O ano de 2025 também foi marcado por acordos comerciais que podem impactar diretamente as exportações brasileiras. Um dos principais destaques foi a assinatura do acordo entre Mercosul e União Europeia, após longas negociações de 26 anos. Esse acordo prevê a eliminação gradual de mais de 90% das tarifas entre os blocos, criando uma das maiores zonas de livre comércio global, abrangendo mais de 700 milhões de consumidores. Contudo, conforme relatório do jornal britânico, a ratificação do acordo ainda enfrenta desafios, incluindo uma análise jurídica solicitada pelo Parlamento Europeu antes de seu avanço.

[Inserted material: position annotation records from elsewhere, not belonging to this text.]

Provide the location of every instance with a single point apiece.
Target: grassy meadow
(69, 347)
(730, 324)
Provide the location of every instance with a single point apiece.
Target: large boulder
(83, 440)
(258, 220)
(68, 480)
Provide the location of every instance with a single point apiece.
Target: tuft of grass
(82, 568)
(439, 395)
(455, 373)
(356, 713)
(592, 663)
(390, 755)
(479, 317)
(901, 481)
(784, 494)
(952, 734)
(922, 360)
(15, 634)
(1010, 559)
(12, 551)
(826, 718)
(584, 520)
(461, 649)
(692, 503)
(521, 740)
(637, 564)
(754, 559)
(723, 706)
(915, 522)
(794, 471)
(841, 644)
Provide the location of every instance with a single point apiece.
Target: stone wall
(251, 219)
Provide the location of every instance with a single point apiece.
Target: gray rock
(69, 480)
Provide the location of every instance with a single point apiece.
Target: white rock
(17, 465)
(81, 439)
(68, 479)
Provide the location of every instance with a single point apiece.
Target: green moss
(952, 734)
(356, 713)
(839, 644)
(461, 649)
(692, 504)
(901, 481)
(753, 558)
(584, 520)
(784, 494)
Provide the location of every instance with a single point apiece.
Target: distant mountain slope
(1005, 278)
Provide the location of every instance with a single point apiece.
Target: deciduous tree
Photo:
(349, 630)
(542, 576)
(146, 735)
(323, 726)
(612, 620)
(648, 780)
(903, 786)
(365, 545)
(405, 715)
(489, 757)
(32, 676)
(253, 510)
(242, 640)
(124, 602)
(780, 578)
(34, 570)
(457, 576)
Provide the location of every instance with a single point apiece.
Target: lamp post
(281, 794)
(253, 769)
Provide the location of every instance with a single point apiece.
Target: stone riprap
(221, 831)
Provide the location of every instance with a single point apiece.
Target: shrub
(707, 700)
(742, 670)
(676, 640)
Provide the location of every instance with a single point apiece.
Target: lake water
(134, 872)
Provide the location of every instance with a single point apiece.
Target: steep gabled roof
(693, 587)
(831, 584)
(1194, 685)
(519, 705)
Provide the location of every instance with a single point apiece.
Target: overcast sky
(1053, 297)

Desafios e Novas Tendências para 2026
O ano de 2026 promete ser um divisor de águas para o agronegócio brasileiro. O foco não será apenas na produção e exportação de volumes recordes, mas também na capacidade de interpretar os sinais do mercado global com precisão. A consolidação de acordos comerciais tende a abrir portas em economias com elevado poder aquisitivo. No entanto, novas regulações ambientais, exigências de rastreabilidade e padrões de sustentabilidade também elevam o nível de competitividade internacional, exigindo uma adaptação constante do setor.
Adicionalmente, está em curso uma mudança profunda nos hábitos alimentares, impulsionada pelo uso crescente de medicamentos para perda de peso, como o Ozempic. Essa tendência já começa a afetar o padrão de consumo no varejo alimentar, com uma redução no apelo por produtos ultraprocessados e uma demanda crescente por opções mais saudáveis. Assim, o agronegócio brasileiro deve se preparar para atender a essas novas exigências do mercado, garantindo que suas práticas estejam alinhadas com as expectativas dos consumidores e das regulamentações internacionais.